The Role of Sustainability Reporting in Reducing Information Asymmetry: The Case of Family- and Non-Family-Controlled Firms

Sustainability 2022, 14(11), 6644; https://doi.org/10.3390/su14116644
by Abdul Rahman Al Natour 1, Rasmi Meqbel 2,*, Salah Kayed 2 and Hala Zaidan 3
Reviewer 1:
Reviewer 3: Anonymous
Sustainability 2022, 14(11), 6644; https://doi.org/10.3390/su14116644
Submission received: 12 April 2022 / Revised: 19 May 2022 / Accepted: 25 May 2022 / Published: 28 May 2022

Round 1

Reviewer 1 Report

Dear authors,

The topic of this research is quite interesting. While reviewing the manuscript, I found a small mistake that the references are not properly formatted according to the MDPI's reference standard. Therefore, I recommend the authors examine the whole manuscript and reformat references based on Sustainability's guidelines.

  1. Introduction
  • The authors described the background of this study by showing the importance of sustainability reporting in lines 30 to 37. Also, the authors pointed out the research gap in lines 38 to 43. However, these explanations fail to explain why the research on the relationship between sustainability reporting and IA is necessary. Therefore, I recommend the authors further provide a convincing explanation of the necessity of such research.
  • On page 2, lines 58 to 111 describe the analysis result. I suggest the authors relocate these contents to the conclusion. I also noticed that the authors had omitted discussion on research questions in Section 1. Discussing research questions in Section 1 is important because this helps readers understand the manuscript's contents and the authors' intention.
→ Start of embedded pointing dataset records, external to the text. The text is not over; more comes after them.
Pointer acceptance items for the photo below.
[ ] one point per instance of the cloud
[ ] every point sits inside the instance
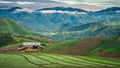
(106, 3)
(23, 10)
(59, 11)
(17, 2)
(90, 5)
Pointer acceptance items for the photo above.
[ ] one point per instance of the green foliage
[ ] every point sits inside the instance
(42, 60)
(93, 59)
(15, 61)
(9, 26)
(6, 38)
(110, 45)
(60, 45)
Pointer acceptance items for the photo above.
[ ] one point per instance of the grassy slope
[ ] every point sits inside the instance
(7, 25)
(42, 60)
(89, 46)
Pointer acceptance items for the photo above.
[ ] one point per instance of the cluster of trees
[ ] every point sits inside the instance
(5, 38)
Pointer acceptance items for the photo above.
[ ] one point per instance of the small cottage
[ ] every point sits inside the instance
(31, 47)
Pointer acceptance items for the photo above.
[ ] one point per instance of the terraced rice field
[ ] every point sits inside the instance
(42, 60)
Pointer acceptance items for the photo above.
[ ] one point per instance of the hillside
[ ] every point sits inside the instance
(101, 46)
(57, 22)
(9, 26)
(86, 30)
(43, 60)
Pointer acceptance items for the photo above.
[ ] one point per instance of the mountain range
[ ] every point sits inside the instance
(67, 23)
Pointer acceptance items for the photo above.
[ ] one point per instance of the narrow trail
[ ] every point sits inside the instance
(38, 65)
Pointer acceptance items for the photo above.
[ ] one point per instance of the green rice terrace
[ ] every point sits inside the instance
(43, 60)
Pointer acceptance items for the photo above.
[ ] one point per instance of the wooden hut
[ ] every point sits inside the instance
(31, 47)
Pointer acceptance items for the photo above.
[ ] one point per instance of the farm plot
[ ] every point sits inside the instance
(42, 60)
(14, 61)
(72, 61)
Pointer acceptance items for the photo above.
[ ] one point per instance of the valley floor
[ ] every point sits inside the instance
(43, 60)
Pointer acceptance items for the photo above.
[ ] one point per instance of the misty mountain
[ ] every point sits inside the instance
(56, 22)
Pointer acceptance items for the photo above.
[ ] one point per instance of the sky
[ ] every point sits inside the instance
(89, 5)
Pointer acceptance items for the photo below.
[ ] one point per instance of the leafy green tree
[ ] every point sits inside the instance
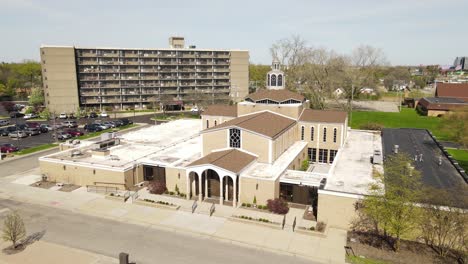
(13, 228)
(391, 205)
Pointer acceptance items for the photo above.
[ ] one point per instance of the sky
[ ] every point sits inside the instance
(410, 32)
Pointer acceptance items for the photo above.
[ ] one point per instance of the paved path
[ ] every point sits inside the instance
(145, 244)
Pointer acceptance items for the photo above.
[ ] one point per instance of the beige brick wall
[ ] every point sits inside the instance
(59, 78)
(336, 211)
(266, 190)
(239, 74)
(83, 176)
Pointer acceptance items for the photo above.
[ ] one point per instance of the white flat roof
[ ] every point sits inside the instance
(171, 143)
(273, 171)
(353, 171)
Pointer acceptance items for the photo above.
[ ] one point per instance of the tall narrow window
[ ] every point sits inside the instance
(234, 138)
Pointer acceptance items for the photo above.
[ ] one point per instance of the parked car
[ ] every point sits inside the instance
(7, 148)
(70, 124)
(4, 132)
(45, 128)
(33, 124)
(30, 115)
(16, 115)
(93, 128)
(33, 131)
(17, 134)
(61, 135)
(4, 122)
(126, 121)
(74, 132)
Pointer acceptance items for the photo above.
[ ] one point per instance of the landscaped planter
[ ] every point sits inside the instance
(303, 230)
(157, 205)
(114, 197)
(255, 222)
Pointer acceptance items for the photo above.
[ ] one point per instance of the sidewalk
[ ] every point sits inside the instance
(44, 252)
(325, 250)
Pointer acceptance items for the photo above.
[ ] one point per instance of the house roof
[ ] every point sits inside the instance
(275, 95)
(265, 123)
(442, 103)
(325, 116)
(455, 90)
(232, 160)
(221, 110)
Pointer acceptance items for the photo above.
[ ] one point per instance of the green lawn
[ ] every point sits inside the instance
(359, 260)
(407, 118)
(35, 149)
(461, 156)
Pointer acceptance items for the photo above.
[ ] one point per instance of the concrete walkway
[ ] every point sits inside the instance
(319, 249)
(44, 252)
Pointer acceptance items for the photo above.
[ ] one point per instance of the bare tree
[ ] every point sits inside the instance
(13, 228)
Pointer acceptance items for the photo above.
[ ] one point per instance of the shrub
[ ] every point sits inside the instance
(321, 226)
(305, 165)
(278, 206)
(157, 187)
(372, 126)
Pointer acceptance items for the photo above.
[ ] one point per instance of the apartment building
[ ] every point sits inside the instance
(124, 78)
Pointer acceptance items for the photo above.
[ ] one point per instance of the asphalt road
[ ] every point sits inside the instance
(144, 244)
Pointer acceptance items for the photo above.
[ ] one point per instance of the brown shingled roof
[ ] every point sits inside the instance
(275, 95)
(326, 116)
(456, 90)
(265, 123)
(221, 110)
(232, 160)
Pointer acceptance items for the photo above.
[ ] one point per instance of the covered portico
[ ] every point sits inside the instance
(217, 176)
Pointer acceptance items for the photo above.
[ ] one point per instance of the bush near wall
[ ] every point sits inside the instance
(278, 206)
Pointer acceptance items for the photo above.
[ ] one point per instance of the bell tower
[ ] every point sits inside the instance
(275, 77)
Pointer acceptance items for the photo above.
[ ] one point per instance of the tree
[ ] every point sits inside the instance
(443, 226)
(391, 203)
(37, 98)
(456, 124)
(13, 228)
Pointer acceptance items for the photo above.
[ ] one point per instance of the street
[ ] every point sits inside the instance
(143, 243)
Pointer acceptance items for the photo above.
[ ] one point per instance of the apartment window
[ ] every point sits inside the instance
(333, 155)
(323, 155)
(234, 138)
(312, 153)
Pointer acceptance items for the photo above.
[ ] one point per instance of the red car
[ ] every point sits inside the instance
(7, 148)
(74, 133)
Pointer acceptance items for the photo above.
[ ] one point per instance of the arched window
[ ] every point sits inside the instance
(273, 80)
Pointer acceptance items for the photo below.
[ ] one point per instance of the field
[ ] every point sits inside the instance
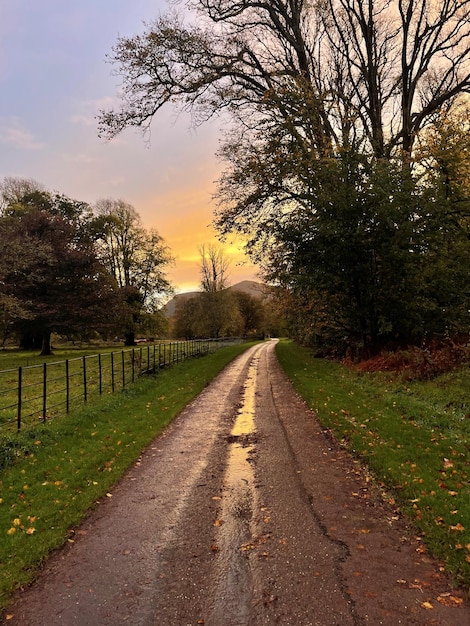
(413, 436)
(35, 388)
(54, 473)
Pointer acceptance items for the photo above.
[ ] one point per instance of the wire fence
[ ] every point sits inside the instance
(38, 392)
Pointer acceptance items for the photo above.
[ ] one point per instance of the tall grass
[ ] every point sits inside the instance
(413, 435)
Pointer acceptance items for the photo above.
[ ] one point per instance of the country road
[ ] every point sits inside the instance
(244, 512)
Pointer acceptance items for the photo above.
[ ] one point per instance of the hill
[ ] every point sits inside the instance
(251, 287)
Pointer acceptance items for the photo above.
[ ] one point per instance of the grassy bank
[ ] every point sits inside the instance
(414, 436)
(62, 469)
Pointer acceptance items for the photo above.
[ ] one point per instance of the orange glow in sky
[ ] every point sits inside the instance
(56, 50)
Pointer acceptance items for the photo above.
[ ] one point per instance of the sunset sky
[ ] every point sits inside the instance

2.2. The role of family-controlled firms

  • Considering its contents, I think the current title needs some modification.
  • (As Is) The role of family-controlled firms 
  • (To Be) The Influence of firm ownership on information asymmetry

6. Conclusion

  • In Section 6, lines 479 to 501 summarize the overall analysis results. There are some repetitions in these two paragraphs. Therefore I recommend the authors review and revise the conclusion.
  • In lines 515 to 519, the authors depicted that investigating the relationship between sustainability reporting and IA of UK companies is one of the contributions of the manuscript. I believe that examining UK cases can differentiate this manuscript from other studies; even so, it cannot be one of the contributions of the manuscript. 

Author Response

First and foremost, thank you for your valuable and constructive comments. Each comment has served to augment and improve the quality of the manuscript. We have addressed the comments in detail. As a result, substantial changes have been made directly to the manuscript, as well as recorded all the changes made using tracked changes tool. Considering the aforesaid, we hope that the paper in its revised form will match your expectations.

 

Reviewer Comments

I found a small mistake that the references are not properly formatted according to the MDPI's reference standard. Therefore, I recommend the authors examine the whole manuscript and reformat references based on Sustainability's guidelines.

Author responses: the references are now formatted based on the MDPI’s reference standards.

 

  1. Introduction
  • The authors described the background of this study by showing the importance of sustainability reporting in lines 30 to 37. Also, the authors pointed out the research gap in lines 38 to 43. However, these explanations fail to explain why the research on the relationship between sustainability reporting and IA is necessary. Therefore, I recommend the authors further provide a convincing explanation of the necessity of such research.

 

Author response: we agree with you, the more convincing discussion provided in the literature review instead of the introduction, indeed. Therefore, we revised the whole introduction and tried to further highlight the research importance and gap (please refer to lines 37-51). We are happy to further modify it, if needed.

 

  • On page 2, lines 58 to 111 describe the analysis result. I suggest the authors relocate these contents to the conclusion. I also noticed that the authors had omitted discussion on research questions in Section 1. Discussing research questions in Section 1 is important because this helps readers understand the manuscript's contents and the authors' intention.

 

Author response: thank you for mentioning these points. In terms of the analysis results, please note that our results were introduced in lines 90-111, whereas the previous lines (58-89) talk about the research contributions. However, we further read the mentioned paragraphs and tried to refine them in a more readable way.

 

In terms of the research question, we tried to introduce it indirectly in lines 48 and 48 as follows, “…whereas a little is known on whether, and in what way, Sustainability Reporting, as a part of non-financial disclosures…”.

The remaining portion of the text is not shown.